Les greffés d’organes solides et les greffés de cellules souches hématopoïétiques ont des prophylaxies différentes. Le valganciclovir (prodrogue du ganciclovir, utilisé par voie orale) est la référence pour la prophylaxie anti-CMV chez le receveur d’organes solides, dans les situations de D+R-, R+ D+, R+ D-. Ce sont des inhibiteurs de la polymérase du virus. Cependant, le valganciclovir est une molécule hématotoxique qui n’est donc pas utilisée dans les greffes de cellules souches hématopoïétiques sauf dans les cas exceptionnels de risque aggravé de réactivation du virus. Deux autres inhibiteurs de la polymérase, le foscarnet et le cidofovir ont des effets indésirables majeurs et ne sont pas utilisés en prophylaxie. Il n’existait donc aucun traitement prophylactique en greffe de moelle. L’aciclovir était utilisé mais c’est une molécule active contre les réactivations herpétiques et de la varicelle-zona qui est très peu efficace contre le CMV. Et, depuis 2021, une nouvelle molécule, le létermovir, un inhibiteur du complexe terminase de l’ADN du CMV, a obtenu l’AMM en prophylaxie chez le greffé de cellules souches hématopoïétiques. Ce traitement est indiqué en prophylaxie primaire, juste après la greffe, et en prophylaxie secondaire, après le traitement d’une réactivation. La prophylaxie secondaire avec le létermovir intervient après avoir négativé la charge virale du CMV avec une autre molécule antivirale.

 

TLM : Et chez la femme enceinte ?

Pr Raphaële Germi : Jusqu’à présent, nous n’avions pas de solution. Le ganciclovir et le valganciclovir ne sont pas utilisables chez la femme enceinte car ils sont fœtotoxiques et tératogènes au même titre que le foscarnet et le cidofovir. C’est pourquoi il n’existe pas de dépistage massif. L’infection à CMV chez la femme enceinte est compliquée car certains nouveau-nés vont rester asymptomatiques toute leur vie, d’autres développeront des séquelles tardives bien qu’asymptomatiques au départ, d’autres encore vont être symptomatiques au départ et gérer l’infection sans séquelles. Le risque est d’aller vers l’interruption thérapeutique de grossesse sans justification.

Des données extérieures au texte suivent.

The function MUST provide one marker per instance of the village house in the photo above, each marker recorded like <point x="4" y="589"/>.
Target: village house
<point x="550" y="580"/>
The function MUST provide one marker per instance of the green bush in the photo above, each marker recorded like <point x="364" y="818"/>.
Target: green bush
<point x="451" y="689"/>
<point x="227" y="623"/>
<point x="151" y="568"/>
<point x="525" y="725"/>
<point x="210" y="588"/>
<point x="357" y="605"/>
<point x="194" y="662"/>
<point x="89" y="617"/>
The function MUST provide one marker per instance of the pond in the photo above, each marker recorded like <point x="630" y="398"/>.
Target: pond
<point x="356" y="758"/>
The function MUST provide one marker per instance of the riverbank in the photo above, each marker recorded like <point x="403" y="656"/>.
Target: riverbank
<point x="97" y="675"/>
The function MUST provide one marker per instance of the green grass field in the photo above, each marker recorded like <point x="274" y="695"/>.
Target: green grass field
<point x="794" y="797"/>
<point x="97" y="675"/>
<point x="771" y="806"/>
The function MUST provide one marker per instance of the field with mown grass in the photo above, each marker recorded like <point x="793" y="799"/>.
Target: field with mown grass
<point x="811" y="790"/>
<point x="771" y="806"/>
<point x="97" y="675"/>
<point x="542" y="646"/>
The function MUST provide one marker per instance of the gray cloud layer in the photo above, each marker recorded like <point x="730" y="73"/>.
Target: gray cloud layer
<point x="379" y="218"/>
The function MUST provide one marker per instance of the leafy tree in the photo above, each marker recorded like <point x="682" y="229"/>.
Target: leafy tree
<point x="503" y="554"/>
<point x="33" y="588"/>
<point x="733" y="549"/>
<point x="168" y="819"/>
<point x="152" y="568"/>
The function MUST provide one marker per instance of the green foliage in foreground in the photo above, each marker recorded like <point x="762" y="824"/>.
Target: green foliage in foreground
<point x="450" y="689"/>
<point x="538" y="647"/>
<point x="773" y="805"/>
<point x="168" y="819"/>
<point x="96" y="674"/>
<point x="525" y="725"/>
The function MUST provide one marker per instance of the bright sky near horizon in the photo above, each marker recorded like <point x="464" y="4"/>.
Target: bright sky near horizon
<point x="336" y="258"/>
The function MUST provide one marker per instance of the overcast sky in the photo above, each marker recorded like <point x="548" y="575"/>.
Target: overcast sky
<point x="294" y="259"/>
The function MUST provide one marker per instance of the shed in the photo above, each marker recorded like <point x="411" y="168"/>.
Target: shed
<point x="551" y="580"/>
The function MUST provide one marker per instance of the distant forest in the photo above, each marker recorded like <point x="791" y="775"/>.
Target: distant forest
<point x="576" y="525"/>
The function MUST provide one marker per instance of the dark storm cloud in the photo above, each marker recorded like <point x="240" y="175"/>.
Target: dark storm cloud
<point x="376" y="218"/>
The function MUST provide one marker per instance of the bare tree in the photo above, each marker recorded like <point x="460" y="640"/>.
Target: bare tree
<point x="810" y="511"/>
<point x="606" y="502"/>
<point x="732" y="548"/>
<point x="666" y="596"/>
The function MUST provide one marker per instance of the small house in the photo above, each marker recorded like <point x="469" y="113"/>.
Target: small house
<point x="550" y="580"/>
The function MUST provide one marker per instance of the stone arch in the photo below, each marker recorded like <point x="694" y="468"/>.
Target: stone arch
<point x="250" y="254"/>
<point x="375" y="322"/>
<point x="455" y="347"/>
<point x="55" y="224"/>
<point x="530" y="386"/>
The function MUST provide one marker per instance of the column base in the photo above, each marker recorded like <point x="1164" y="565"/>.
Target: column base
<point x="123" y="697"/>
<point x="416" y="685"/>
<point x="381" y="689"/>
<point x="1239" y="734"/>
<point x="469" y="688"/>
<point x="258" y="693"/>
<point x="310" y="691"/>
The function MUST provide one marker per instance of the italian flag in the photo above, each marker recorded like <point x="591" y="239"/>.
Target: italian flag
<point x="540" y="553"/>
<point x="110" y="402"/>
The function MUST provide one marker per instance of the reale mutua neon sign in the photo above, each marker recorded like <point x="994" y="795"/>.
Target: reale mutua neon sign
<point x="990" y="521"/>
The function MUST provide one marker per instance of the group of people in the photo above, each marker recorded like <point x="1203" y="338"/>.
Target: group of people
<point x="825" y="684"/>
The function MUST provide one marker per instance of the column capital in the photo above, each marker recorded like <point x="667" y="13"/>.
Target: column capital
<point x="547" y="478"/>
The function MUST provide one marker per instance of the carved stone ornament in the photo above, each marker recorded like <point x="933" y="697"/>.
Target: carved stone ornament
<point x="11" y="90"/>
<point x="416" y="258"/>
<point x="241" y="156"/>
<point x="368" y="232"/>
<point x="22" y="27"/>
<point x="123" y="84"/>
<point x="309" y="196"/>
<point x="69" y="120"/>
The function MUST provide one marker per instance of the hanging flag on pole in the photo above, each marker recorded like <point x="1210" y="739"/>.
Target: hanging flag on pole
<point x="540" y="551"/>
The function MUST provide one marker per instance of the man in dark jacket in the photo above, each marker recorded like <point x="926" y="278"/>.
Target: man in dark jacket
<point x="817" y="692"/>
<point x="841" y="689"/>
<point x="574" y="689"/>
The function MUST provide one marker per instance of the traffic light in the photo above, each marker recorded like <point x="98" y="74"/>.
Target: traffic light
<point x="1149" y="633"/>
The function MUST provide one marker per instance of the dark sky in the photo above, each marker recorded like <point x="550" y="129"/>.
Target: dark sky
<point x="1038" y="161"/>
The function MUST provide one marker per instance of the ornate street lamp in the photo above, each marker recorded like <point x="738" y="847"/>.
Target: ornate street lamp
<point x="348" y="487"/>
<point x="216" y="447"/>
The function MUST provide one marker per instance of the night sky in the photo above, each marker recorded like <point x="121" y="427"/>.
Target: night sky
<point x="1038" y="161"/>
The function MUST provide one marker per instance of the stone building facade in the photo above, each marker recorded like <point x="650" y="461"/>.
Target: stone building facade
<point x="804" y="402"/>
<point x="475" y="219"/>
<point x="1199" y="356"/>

Aujourd’hui, des confrères français ont montré, à travers des études, que l’aciclovir peut être utilisé chez la femme enceinte pour limiter la transmission au fœtus et les séquelles chez le nouveau-né. Habituellement prescrite contre l’herpès et le varicelle-zona, cette molécule, donnée à forte dose (8g/jour), serait efficace en cas d’infection CMV prouvée chez la mère au risque cependant d’effets rénaux majeurs. Ce traitement diminue le risque de transmission et de séquelles au fœtus en cas de primoinfection de la mère sans avoir un effet toxique sur celui-ci.

Une étude, utilisant le même schéma thérapeutique chez la femme enceinte avec primo-infection au CMV, est également en cours avec le létermovir. Je n’ai pas connaissance des résultats pour l’instant. Ce n’est pas à proprement parler une prophylaxie mais en quelque sorte une prophylaxie anti-transmission.